When attempting to extract data from a BigQuery table requiring a partition filter, the extract job fails.
Here is a simple example creating a table and running an extract job.
package com.example;
import com.google.cloud.bigquery.*;
public class BigQueryExtractTest {
private static final String PROJECT_ID = "my-project-id";
private static final String DATASET_ID = "test_dataset";
private static final String GCS_LOCATION = "gs://my-bucket/path/to/files/part-*";
public static void main(String[] args) throws Exception {
// create BigQuery client
BigQuery bigQuery = BigQueryOptions.newBuilder().setProjectId(PROJECT_ID).build().getService();
// create dataset and table that requires partition filter
bigQuery.create(DatasetInfo.of(DATASET_ID));
bigQuery.query(QueryJobConfiguration.of(
String.format("CREATE TABLE %s.table1 (\n", DATASET_ID) +
"stringColumn STRING,\n" +
"timeColumn TIMESTAMP\n" +
") PARTITION BY DATE(timeColumn)\n" +
"OPTIONS(\n" +
"require_partition_filter=true\n" +
")"));
// extract table
Job job = bigQuery.getTable(TableId.of(DATASET_ID, "table1"))

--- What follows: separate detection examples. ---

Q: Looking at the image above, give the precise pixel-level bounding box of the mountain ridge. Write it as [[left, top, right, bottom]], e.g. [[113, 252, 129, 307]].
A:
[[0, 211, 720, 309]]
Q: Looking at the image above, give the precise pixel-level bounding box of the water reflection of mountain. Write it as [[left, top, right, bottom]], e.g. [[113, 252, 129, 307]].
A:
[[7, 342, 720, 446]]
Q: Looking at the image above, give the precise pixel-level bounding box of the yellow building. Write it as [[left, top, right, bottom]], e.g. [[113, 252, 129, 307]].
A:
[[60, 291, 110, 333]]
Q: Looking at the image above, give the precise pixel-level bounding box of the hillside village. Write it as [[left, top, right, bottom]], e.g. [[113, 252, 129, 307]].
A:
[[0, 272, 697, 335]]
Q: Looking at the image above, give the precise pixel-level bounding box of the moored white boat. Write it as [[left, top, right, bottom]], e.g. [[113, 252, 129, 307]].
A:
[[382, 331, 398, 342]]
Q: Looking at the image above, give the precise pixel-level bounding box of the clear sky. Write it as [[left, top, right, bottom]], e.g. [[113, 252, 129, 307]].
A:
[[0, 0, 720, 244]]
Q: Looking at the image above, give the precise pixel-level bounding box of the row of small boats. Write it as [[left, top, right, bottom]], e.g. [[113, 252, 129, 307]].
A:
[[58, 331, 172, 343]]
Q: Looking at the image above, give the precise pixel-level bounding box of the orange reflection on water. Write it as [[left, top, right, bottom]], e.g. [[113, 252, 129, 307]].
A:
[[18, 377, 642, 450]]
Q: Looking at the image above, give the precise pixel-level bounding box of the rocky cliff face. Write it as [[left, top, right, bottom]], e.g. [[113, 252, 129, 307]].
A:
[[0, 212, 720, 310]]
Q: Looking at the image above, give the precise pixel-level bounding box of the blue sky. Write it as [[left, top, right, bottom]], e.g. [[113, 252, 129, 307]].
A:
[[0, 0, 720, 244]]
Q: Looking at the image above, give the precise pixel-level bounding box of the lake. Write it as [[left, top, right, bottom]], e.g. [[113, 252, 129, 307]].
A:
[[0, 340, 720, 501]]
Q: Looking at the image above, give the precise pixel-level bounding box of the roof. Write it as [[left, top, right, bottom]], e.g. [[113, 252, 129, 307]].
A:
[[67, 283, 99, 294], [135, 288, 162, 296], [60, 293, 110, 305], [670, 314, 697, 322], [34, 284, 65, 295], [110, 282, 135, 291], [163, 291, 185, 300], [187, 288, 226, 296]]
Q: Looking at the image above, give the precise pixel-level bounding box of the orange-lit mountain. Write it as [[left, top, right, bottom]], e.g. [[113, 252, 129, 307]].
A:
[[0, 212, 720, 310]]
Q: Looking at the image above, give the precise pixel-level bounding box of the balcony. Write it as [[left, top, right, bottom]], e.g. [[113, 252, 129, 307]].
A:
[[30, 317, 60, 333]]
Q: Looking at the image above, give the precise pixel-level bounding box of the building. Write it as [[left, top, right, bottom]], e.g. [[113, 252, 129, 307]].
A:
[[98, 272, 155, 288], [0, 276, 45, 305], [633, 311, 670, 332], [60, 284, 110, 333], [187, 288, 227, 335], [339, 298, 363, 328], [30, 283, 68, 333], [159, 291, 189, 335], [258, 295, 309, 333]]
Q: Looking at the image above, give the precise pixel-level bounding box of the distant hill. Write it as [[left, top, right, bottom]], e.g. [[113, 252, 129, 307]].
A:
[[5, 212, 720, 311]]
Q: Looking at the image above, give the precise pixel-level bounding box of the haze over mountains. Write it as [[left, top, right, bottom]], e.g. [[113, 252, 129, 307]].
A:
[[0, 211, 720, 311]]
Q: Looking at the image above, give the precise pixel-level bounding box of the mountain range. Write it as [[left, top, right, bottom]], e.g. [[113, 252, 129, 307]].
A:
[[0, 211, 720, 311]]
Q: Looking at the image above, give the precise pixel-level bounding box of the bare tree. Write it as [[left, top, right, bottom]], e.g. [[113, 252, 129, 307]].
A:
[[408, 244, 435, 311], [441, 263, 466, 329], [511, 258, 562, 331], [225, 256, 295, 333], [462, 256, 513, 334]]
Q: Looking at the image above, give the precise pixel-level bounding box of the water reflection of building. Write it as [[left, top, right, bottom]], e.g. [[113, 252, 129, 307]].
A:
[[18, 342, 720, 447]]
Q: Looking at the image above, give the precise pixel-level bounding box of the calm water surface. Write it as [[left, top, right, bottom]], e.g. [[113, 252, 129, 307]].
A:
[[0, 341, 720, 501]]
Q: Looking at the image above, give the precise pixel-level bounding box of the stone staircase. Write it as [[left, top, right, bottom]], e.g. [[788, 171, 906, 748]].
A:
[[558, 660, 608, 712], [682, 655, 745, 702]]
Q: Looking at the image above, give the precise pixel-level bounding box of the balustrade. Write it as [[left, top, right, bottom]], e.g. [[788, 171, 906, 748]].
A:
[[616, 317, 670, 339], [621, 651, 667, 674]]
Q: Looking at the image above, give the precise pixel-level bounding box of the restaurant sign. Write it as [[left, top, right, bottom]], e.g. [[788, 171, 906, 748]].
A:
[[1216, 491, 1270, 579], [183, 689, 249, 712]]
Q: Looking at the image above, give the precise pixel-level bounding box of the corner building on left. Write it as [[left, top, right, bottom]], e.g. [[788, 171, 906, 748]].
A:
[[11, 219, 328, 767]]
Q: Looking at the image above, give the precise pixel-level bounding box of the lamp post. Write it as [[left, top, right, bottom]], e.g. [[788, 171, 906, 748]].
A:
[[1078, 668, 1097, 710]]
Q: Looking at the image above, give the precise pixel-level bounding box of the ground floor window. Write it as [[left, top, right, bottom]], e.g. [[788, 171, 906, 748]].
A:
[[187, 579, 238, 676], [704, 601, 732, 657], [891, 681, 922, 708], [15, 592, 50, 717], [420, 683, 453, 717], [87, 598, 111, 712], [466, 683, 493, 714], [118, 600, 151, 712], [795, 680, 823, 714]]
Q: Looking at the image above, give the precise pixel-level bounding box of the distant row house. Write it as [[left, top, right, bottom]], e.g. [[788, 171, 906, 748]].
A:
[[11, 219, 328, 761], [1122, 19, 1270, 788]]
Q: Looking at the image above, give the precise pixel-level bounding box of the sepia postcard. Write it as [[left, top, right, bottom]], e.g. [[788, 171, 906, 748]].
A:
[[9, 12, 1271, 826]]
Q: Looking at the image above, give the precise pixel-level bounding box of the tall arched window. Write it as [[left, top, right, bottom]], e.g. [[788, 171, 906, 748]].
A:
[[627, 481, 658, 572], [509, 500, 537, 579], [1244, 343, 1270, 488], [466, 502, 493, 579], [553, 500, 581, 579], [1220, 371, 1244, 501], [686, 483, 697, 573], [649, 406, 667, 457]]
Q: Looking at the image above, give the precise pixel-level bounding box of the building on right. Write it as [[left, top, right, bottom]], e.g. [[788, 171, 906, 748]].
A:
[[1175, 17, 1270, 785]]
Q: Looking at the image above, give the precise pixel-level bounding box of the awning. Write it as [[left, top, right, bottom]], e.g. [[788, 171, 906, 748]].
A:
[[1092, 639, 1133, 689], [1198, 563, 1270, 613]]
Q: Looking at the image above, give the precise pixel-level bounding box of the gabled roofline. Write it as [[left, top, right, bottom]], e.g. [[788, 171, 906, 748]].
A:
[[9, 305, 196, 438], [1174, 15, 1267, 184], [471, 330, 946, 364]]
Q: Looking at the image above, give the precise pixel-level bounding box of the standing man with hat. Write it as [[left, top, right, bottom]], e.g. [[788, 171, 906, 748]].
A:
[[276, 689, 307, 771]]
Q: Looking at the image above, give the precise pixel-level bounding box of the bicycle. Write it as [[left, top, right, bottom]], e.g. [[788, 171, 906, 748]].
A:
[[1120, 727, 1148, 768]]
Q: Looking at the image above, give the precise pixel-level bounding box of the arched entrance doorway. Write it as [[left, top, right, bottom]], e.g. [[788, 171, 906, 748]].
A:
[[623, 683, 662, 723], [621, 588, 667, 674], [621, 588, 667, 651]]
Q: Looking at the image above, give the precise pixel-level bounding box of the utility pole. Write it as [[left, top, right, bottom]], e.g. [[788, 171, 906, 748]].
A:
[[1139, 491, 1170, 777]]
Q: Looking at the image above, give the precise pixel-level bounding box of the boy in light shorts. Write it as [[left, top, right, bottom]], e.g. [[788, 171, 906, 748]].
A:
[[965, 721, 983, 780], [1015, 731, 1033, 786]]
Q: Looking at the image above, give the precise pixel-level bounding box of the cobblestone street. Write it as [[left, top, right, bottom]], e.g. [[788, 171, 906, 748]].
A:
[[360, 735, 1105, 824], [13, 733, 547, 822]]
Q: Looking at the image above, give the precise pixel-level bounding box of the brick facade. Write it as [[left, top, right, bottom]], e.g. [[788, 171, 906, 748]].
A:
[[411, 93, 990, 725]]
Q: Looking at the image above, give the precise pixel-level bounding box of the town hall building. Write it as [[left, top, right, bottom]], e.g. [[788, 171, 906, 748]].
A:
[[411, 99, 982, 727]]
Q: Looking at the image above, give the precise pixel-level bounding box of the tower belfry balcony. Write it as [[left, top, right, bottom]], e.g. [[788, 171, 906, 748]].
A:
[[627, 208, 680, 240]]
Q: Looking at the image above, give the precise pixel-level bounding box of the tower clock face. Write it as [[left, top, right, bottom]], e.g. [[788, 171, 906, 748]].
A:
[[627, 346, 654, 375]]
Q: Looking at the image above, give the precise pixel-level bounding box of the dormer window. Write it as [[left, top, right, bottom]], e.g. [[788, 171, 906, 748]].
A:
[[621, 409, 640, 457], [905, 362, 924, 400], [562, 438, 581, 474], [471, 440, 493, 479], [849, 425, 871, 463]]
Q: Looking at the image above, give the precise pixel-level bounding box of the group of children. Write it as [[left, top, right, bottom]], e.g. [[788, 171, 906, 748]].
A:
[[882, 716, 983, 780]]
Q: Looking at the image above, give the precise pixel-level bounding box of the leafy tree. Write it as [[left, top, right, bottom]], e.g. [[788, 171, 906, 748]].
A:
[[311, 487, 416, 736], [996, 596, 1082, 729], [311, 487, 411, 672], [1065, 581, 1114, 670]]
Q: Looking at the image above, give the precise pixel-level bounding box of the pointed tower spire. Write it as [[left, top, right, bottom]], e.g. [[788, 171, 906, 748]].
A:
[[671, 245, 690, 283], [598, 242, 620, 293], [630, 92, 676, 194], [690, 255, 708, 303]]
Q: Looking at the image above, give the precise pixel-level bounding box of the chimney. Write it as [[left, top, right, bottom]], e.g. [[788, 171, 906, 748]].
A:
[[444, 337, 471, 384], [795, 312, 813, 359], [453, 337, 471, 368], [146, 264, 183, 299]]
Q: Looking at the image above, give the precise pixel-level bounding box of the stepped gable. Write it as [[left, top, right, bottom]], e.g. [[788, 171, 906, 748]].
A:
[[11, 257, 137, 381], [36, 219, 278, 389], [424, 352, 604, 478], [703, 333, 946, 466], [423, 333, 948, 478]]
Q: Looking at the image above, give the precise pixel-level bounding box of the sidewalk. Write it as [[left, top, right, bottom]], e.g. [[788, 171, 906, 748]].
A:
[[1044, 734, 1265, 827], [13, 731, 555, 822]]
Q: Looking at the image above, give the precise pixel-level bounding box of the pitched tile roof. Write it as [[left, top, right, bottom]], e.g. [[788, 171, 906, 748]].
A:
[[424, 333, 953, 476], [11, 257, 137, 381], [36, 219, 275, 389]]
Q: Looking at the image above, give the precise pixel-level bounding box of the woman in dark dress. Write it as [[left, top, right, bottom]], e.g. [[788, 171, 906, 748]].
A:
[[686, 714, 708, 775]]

.extract("NEWLINE_DELIMITED_JSON", GCS_LOCATION)
.waitFor();
// throw exception on error
if (job != null && job.getStatus().getError() != null) {
throw new Exception(job.getStatus().getError().toString());
}
}
}
The code snippet above produces the following error
Exception in thread "main" java.lang.Exception: BigQueryError{reason=invalidQuery, location=query, message=Cannot query over table 'my-project-id.test_dataset.table1' without a filter that can be used for partition elimination}
at com.example.BigQueryExtractTest.main(BigQueryExtractTest.java:34)
The google-cloud-bigquery maven dependency used for this example is shown below.
<dependency>
<groupId>com.google.cloud</groupId>
<artifactId>google-cloud-bigquery</artifactId>
<version>1.23.0</version>
</dependency>
The example also threw the exception using the dependency version 0.34.0-beta
How can a partition filter be specified when running an extract job?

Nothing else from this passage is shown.